Based on these considerations, in this work the studies assessing HtrA1 expression as mRNA and protein were evaluated separately. An important finding of the study was that, in the absence of significant statistical heterogeneity, there was a statistically significant difference between the tumor samples analyzed and HC and NL tissue specimens; this applied both to HtrA1 measured as mRNA and as protein (Table 2, Figs. 1 and 2a,). The results regarding the non-heterogeneity of studies were supported by the analysis of the moderators used, i.e. sample size magnitude, % of females, mean age for both genders, and year of publication, which did not exhibit statistically significant differences (Additional file 5: Figure S2A, D). Publication bias was highlighted neither by the funnel plot nor by Egger’s or Begg’s test. A consistent finding of this work, that was described in all the studies that tested this aspect [9,10,11,12,13, 15, 17, 34,35,36,37,38,39,40,41], was that HtrA1 levels are higher in HC or NL tissue than in diseased tissue from patients with a variety of tumors.

The meta-analysis of the prognostic studies showed, in the absence of significant heterogeneity among the studies examined, a different survival according to HtrA1 expression. These findings are in line with the literature, since in some studies HtrA1 has been found to modulated cisplatin- and paclitaxel-induced cytotoxicity and low HtrA1 levels have been seen to correlate with a poor response to drug treatment, whereas higher levels correlated with a greater response [38, 42].

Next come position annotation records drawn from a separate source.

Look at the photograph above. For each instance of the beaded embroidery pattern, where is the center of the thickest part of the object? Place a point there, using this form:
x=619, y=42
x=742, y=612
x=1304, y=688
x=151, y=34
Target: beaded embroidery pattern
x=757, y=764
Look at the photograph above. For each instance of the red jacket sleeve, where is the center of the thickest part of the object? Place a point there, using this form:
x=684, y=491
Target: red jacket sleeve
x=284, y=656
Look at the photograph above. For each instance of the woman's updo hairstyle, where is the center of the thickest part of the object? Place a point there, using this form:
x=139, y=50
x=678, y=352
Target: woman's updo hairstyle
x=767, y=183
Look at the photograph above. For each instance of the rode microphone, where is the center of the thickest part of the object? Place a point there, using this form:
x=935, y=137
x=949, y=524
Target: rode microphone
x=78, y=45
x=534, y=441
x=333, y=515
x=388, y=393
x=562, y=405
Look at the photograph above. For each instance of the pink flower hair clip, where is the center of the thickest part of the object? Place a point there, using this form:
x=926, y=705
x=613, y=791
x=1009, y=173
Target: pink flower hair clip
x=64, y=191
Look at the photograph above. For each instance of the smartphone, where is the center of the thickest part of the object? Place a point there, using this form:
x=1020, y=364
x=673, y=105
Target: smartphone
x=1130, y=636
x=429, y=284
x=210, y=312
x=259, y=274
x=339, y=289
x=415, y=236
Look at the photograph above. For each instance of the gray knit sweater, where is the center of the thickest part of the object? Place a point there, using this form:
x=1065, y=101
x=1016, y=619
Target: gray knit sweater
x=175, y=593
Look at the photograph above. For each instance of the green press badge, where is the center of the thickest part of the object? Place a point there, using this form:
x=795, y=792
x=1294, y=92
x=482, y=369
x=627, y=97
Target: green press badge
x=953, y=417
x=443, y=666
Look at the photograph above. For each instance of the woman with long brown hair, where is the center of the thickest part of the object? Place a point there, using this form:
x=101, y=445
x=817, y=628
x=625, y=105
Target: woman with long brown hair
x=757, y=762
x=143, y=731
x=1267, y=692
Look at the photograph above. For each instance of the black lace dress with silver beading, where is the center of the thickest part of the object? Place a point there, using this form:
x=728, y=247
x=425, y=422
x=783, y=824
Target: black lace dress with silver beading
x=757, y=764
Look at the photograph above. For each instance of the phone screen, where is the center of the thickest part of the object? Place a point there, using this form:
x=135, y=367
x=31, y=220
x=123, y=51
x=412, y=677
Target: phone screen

Baldi et al. [15] have demonstrated a relationship between HtrA1 expression level and survival in patients with malignant mesothelioma, suggesting that HtrA1 expression can be used as a prognostic parameter for this tumor type. Analysis of HtrA1 levels in relation to overall survival and disease free survival in breast cancer [11] indicated that patients with higher HtrA1 levels had a better prognosis.

Analysis of the moderators assessed in the works selected found no statistically significant differences and there was no publication bias (Additional file 7: Figure S4).

However, some weaknesses in the data suggest that the results of the present meta-analysis should be taken with caution. First of all, most of the studies are descriptive, preventing a causal inference between reduced HtrA1 levels and cancer. Secondly, the small number of works on the same tumor prevents an analysis by tumor in relation to individual organs. Thirdly, since parameters such as histological type and tumor grade and stage have not been addressed in all the studies, it is impossible to establish how HtrA1 expression varies in relation to these factors. Finally, the different HtrA1 expression, found in papers assessing the same cancer type, could correlate to histological grading, metastasis, and degree of cell differentiation, but were not related to patients’ age or gender, as demonstrated in hepatocellular carcinoma [12], esophageal carcinoma [35, 36] and endometrial cancer [10, 40, 41]. This means that the reduced HtrA1 expression may be closely associated to tumor development. The lack of difference in HtrA1 expression reported by Catalano et al. (2011 [38]) may be due to heterogeneous baseline characteristics of their patients, like constitutional genetic factors and other variables, which as the authors themselves stated were not investigated.

Conclusions

The present data may provide a contribution to future research work directed at exploring the role of HtrA1 in tumor development and progression and at establishing whether it may become a promising tissue marker for some tumors. Finally, the present work suggests that clinical investigations sharing a similar approach, especially in terms of study design, should be carried out to improve comparability across studies.